Likewise TD9 (split `Configuration`) and DI3 (consolidate
`CrossSectionData``NexusData` reduction params) are partially the same
architectural move; sequence DI3 inside TD9.

### 3.2 · Capacity vs. backlog

At ≈136 h/mo of REF capacity from the three primary developers (§2.4):

| Total effort | Calendar at 100% REF allocation | Calendar at 50% REF allocation |
|---|---:|---:|
| 358 h (median) | 2.6 mo | 5.3 mo |
| 816 h (p80)    | 6.0 mo | 12.0 mo |

These are *focused-effort* months — they do **not** include the process
tax described in §4 (stories require reviews require multiple PR rounds
require release cycle ≈2–3 weeks per cut, per Glass on Day 3).

---

## 4 · Phase 3 — git cross-validation

Branches in `quicknxsv2` are named `ewm<NNNN>_<descr>` so the EWM ID is
recoverable from the merge commit subject.
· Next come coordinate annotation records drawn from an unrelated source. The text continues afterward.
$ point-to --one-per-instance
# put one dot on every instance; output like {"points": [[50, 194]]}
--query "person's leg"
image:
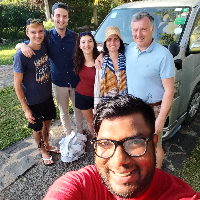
{"points": [[77, 113], [159, 152], [88, 114], [159, 149], [37, 136], [62, 99]]}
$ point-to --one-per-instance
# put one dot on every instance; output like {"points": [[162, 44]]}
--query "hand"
{"points": [[159, 124], [29, 116], [27, 51], [99, 61]]}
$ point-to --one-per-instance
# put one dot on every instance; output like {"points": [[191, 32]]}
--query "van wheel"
{"points": [[193, 106]]}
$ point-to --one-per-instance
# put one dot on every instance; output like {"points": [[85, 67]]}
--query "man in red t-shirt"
{"points": [[125, 159]]}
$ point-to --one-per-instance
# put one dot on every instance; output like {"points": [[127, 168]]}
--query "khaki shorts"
{"points": [[156, 110]]}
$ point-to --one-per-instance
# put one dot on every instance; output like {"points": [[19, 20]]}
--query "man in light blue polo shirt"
{"points": [[150, 73]]}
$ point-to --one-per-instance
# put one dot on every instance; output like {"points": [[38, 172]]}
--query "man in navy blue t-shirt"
{"points": [[32, 82], [60, 43]]}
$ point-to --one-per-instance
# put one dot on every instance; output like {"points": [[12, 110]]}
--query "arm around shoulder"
{"points": [[26, 50]]}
Scanning all merge commits in
both repos found **14 EWM↔git records** (all in `quicknxsv2`;
`mr_reduction` does not use the `ewm<NNNN>` branch convention as
consistently). Of those, 0 had `Time Spent` filled in on the parent EWM
record (the parent items are usually Stories; `Time Spent` lives on the
Tasks underneath, which don't carry the `ewm<NNNN>` branch tag).

### 4.1 · Per-record table

| Repo | EWM | EWM summary | Lag (d) | Work (d) | Active days | Commits | Diff |
|---|---:|---|---:|---:|---:|---:|---|
| quicknxs | 6004 | `[QuickNXS] Functionality to save ORSO`  | 301.7 | 1.1 | 2 | 8 | 6 files, +1*  |
| quicknxs | 9367 | `[QuickNXS] Reflectivity plot for direc...` | 97.7 | 0.0 | 1 | 3 | 2 files, +1* |
| quicknxs | 11653 | `[quicknxs] Reflectivity plot not updat...` | 82.9 | 6.0 | 1 | 2 | 8 files, +1* |
| quicknxs | 12806 | `[quicknxs] Direct beam not being corre...` | 55.1 | 1.7 | 2 | 8 | 15 files |
| quicknxs | 12788 | `[QuickNXS/mr_reduction] Port deadtime ...` | 84.2 | 0.7 | 2 | 3 | 8 files, +5* |
| quicknxs | 13661 | `[quicknxs] reflectivity calculation ca...` | 0.8 | 0.1 | 1 | 1 | 5 files, +2* |
| quicknxs | 14138 | `[quicknxs] Stitching overwrites reduct...` | 0.0 | 1.0 | 1 | 1 | 3 files |
| quicknxs | 14846 | `[QuickNXS] Mismatch in active run betw...` (×2) | 54.8, 68.8 | 0.9, 0.0 | 1, 1 | 3, 8 | — |
| quicknxs | 15204 | `[CIS] [QuickNXS] Fix functionality to ...` (×4) | -6.1 to 46.5 | 0.0–31.4 | 1–9 | 1–20 | up to 38 files |
| quicknxs | 15832 | `[QuickNXS] Diagnostic widget not openi...` | 0.9 | 1.0 | 2 | 3 | 8 files, +6* |

*sizes truncated where visible in raw output*

### 4.2 · Calibration constants

From the 14 records:

| Quantity | Median | p80 | Range |
|---|---:|---:|---|
| Attention lag (EWM Creation → first commit), days | **50.6** | 84.2 | -6.1 .. 301.7 |
| Focused calendar (first commit → merge), days | **1.0** | 3.1 | 0.0 .. 31.4 |
| Active commit-days per branch | 1.0 | 2.0 | 1 .. 9 |

**Interpretation.** EWM-creation date is *not* an honest start signal —
it precedes actual work by ≈7 weeks (median). Once a developer starts a
branch, work is concentrated: the median branch is closed in 1 calendar
day with 1–2 active commit-days. The few outliers (EWM 6004 at 301-day
lag, EWM 15204 at 31-day work-window) are the long-tail work that you
should plan for explicitly, not statistically.

This calibration **does not change** the focused-effort estimates in
§3.1 — those come from `Time Spent` which is already a focused-hours
measure. What it tells us is the **process tax** between *deciding to
do something* and *getting it merged* on this team's current cadence.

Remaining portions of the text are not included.